Robert Burgoyne,
Film Nation: Hollywood Looks at U.S History.
Minnesota: University of Minnesota Press. 1997.
ISBN 0 81662071 7(pb)
137pp
US$14.95
(Review copy supplied by University of Minnesota Press)
Uploaded 1 March 2001
In this stimulating, if tantalisingly short book, Burgoyne explores the changing film narratives which, he contends, constitute genuine assaults on the “dominant fictions” that define the American nation. Working from a series of film texts which “take the American past as their subject” – particularly Thunderheart (1992), Born on the 4th July (1989), JFK (1991) and Forrest Gump (1994) – Burgoyne accepts that “the link between national identity and narrative is especially apparent in the American cinema”. Yet in revisiting these connections he contests the comforting assumption that cultural fictions embedded in dominant cinema have worked consensually or simply as overriding stories shaping an unquestioned nationalism. “With questions of national, racial, and cultural identity emerging as a central topic of debate in the United States” he writes, “the American past has become a contested domain in which narratives of people excluded from traditional accounts have begun to be articulated in a complex dialogue with” what he identifies as “the dominant tradition”. Although based on subtle explorations of just a handful of films, his broad claims are presented with only limited qualification and little circumspection. He is confident that the stories and images interrogated here represent the dominant contemporary fictions of American life while, at the same time, he argues that this film culture projects a “counter narrative of American history”. Rejecting consensual understandings of American national identity as “imagined community bound by deep horizontal comradeship”, Burgoyne argues that American identities are structured by social antagonisms and contradictions, notably those posed by race, ethnicity and sexuality.
The films interrogated in detail offer, Burgoyne argues, complex treatments of the links between historical representations and nationhood. Each film addressed different moments of national crisis, crystallising issues of identity in an increasingly complex and fragmented society. He is convinced that the defining points of US history are embedded in these films which bring “the margins in to the center of the national text” and “compel a new configuration of the nation’s self image”. Thunderheart is explored as a text representing the ways in which native Americans are agents for counter narratives of the nation – “bearers of an alternative historical and national consciousness” growing out of war and struggle. In Born on the 4th July he finds a field for understanding national identity, gendered identity and the Rescue Fantasy and he argues that this film opens up a more “complex reading of masculine agency in the Vietnam film than has been given to date”.
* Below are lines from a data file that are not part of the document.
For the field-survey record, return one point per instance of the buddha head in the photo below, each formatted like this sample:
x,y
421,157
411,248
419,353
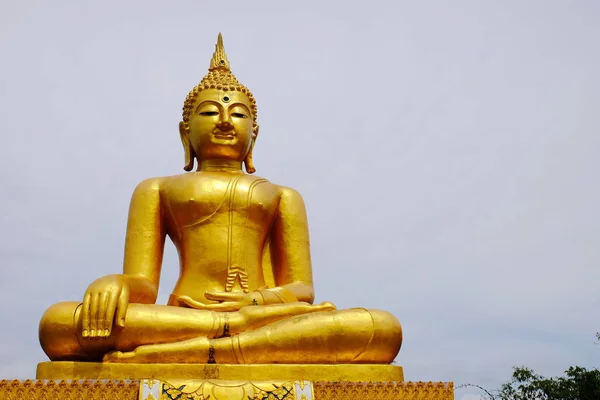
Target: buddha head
x,y
219,117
In JFK Burgoyne finds not a narrative of national cohesion but stylistic ruptures and fractures which betray ideas of unity, representing the disjunctures and contests of contemporary social relations (in short a post-modern text). Forrest Gump he argues, is an example of the construction of prosthetic social memory which erases the struggles of history to integrate the past into an unproblematic and essentially traditional narrative of nation. This film manages memory, enhancing, improving and redefining historical events and ultimately implying that this evocation of the 1960s and 1970s is more authentic than memories of a contested society in these years. “It appears that the film evokes the cultural encyclopaedia” of these years, he writes, largely “in order to construct a virtual nation whose historical debts have all been forgiven and whose disabilities have been corrected”. While Burgoyne’s interpretation of Forrest Gump might appear benign, indeed strangely sanguine, he does acknowledge it as the antithesis of the other films analysed: it works consensually by denying tensions; it represents a singular narrative of nation – not the “polycultural interdependence” of America’s past. Yet even Gump betrays, if somewhat perversely, the way film in general is refashioning popular memory and the stories of the nation.
Burgoyne’s explorations are a wonderfully perceptive introduction to the way US film has joined the debates over the nation’s past, setting forth counter-historical narratives which validate the cultural hybridity, differences and contests that are contemporary America. While this reviewer might argue that Burgoyne is rather too optimistic about the capacity of film to undermine or refashion dominant national fictions, he is undoubtedly justified in claiming that film texts are central to efforts to reconfigure the “recovered memory” of the American nation. His stimulating insights deserve a wide readership.